Throughout his time in the Foreign Service, Richardson managed hundreds of officers and local staff in some of the most dangerous postings in the world. He also investigated several high-profile fraud rings including at least two that involved members of the U.S. missions abroad. More critically, Richardson managed Post responses to crisis situations including terrorist attacks, plane crashes, violent national unrest, bombings, rapes, murders, kidnappings, and hundreds of death cases involving Americans who died abroad. For his service, Richardson won several awards including Meritorious Honors Awards and a Superior Honors Award.
Richardson resigned in protest due to President Trump’s Muslim Ban and the President’s derogatory statements about African countries. Immediately upon resigning, he drafted an affidavit against the Muslim Ban which was cited by Supreme Court Justice Stephen Breyer in Trump v. Hawaii. After his resignation, he started a technology company that focused on remote video technology and immigration consulting.

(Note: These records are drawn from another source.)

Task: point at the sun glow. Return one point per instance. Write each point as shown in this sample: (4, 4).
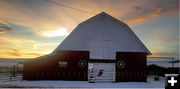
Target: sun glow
(54, 33)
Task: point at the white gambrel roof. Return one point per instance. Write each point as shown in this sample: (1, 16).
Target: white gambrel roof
(103, 36)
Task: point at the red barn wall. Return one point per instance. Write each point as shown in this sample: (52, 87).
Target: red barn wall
(47, 67)
(135, 66)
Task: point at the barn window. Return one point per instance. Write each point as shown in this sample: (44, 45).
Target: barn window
(62, 63)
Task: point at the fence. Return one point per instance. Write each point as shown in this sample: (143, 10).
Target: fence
(11, 74)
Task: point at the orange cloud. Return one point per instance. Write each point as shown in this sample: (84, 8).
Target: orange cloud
(15, 53)
(163, 39)
(2, 43)
(35, 54)
(155, 59)
(1, 31)
(135, 20)
(3, 22)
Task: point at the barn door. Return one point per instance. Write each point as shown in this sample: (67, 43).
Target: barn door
(101, 72)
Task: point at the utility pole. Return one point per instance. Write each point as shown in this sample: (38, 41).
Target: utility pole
(172, 62)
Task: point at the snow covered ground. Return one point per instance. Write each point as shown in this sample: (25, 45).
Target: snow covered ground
(85, 84)
(164, 64)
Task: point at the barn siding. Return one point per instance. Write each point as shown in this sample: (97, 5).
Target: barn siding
(47, 68)
(135, 66)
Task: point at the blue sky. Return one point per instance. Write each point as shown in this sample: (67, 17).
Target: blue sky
(31, 28)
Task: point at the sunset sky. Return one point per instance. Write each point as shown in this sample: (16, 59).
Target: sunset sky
(31, 28)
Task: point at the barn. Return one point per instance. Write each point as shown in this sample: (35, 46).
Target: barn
(100, 49)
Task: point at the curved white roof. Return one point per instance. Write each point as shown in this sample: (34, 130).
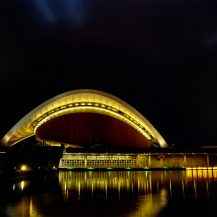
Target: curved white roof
(83, 100)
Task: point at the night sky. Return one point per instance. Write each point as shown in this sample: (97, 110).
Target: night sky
(160, 56)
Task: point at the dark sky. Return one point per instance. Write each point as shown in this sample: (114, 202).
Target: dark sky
(160, 56)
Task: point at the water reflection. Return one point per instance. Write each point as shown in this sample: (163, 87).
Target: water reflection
(107, 193)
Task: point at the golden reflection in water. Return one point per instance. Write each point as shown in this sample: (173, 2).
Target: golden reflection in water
(151, 204)
(25, 208)
(150, 190)
(21, 185)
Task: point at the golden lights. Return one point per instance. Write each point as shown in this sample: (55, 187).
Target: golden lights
(82, 101)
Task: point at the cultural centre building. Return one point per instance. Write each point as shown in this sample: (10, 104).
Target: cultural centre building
(89, 118)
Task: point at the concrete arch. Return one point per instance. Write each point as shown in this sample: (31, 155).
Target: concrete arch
(82, 100)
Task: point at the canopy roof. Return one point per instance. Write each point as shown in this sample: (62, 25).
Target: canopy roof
(83, 100)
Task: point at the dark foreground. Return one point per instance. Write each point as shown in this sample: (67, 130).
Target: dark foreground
(110, 193)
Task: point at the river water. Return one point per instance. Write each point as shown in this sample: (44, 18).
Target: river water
(111, 193)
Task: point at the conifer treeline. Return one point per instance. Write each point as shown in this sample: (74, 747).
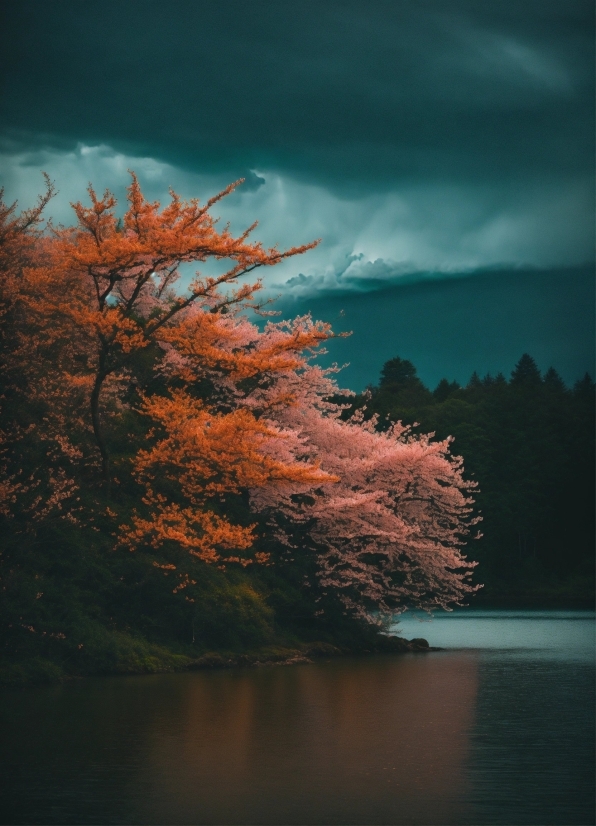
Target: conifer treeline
(529, 442)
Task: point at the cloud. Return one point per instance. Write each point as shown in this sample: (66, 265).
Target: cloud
(411, 233)
(351, 96)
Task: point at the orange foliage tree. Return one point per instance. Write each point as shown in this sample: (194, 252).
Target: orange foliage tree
(96, 295)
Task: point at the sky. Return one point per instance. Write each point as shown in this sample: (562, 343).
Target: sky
(443, 150)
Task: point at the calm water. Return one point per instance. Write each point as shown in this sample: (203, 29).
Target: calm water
(497, 729)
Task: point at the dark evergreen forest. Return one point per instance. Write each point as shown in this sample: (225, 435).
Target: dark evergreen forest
(529, 443)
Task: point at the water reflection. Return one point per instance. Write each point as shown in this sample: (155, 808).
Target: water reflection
(499, 731)
(337, 743)
(381, 740)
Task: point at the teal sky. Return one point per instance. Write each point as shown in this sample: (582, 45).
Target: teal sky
(443, 150)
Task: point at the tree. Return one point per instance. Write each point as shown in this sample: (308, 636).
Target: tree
(224, 425)
(118, 276)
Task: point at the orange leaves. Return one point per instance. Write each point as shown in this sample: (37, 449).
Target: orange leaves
(202, 533)
(201, 458)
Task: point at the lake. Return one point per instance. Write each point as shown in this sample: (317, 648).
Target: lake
(498, 728)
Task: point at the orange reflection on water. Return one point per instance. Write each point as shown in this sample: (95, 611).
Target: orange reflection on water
(375, 740)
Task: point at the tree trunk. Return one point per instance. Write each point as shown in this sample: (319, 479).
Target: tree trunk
(102, 373)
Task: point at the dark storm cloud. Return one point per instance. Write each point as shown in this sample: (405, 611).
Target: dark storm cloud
(450, 328)
(352, 95)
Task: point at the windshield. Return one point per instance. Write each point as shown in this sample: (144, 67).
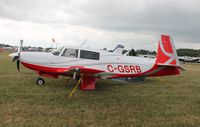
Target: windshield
(57, 51)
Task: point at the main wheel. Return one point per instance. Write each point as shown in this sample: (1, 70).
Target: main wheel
(40, 81)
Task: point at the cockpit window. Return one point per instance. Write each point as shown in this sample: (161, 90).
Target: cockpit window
(57, 51)
(89, 55)
(70, 53)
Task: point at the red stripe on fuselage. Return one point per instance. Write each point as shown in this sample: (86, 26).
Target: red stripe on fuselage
(44, 69)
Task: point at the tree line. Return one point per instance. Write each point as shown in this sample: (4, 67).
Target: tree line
(180, 52)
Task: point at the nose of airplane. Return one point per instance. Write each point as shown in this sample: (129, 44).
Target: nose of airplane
(13, 54)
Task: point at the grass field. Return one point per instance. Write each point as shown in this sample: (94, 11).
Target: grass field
(169, 102)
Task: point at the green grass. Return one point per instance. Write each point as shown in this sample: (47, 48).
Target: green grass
(170, 102)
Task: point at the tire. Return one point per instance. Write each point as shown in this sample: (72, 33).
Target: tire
(40, 81)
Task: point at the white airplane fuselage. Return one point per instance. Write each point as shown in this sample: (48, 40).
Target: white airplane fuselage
(108, 64)
(90, 64)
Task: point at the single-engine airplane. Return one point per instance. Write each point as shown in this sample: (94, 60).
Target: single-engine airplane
(90, 65)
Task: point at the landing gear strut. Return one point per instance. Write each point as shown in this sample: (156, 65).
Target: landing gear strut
(40, 81)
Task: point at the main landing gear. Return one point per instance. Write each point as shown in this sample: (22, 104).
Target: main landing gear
(40, 81)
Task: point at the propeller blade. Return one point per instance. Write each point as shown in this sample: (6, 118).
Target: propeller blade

Richardson has been featured in Mother Jones, Slate Magazine, Reuters, NPR, Embedded, All Things Considered, SCOTUS Blog, BBC, Georgia Public Radio, Intercept, and the Atlanta Journal Constitution. He has also been interviewed by the New York Times, CNN and CBS. Richardson has written several well-received opinion columns for the New York Times, Los Angeles Times, Washington Post, San Francisco Chronicle, Slate Magazine, Chicago Sun-Times, The Hill, and the Nation regarding immigration policy and the issue of diversity at the State Department. He advised U.S. Senators and House members on a wide range of immigration and State Department issues including the Fairness for High Skilled Immigrants Act, the various travel bans, and diversity.
A native of South Carolina, Richardson serves on the Board of Directors for Upstate Forever (an environmental group), Upstate International, and the Hispanic Alliance. He is a graduate of Duke University School of Law and graduated summa cum laude from Emory University in 2003. He is also the co-author of the Historical Dictionary of the Civil Rights Movement (2014) and lectured on the American Civil Rights Movement at universities and colleges across the globe.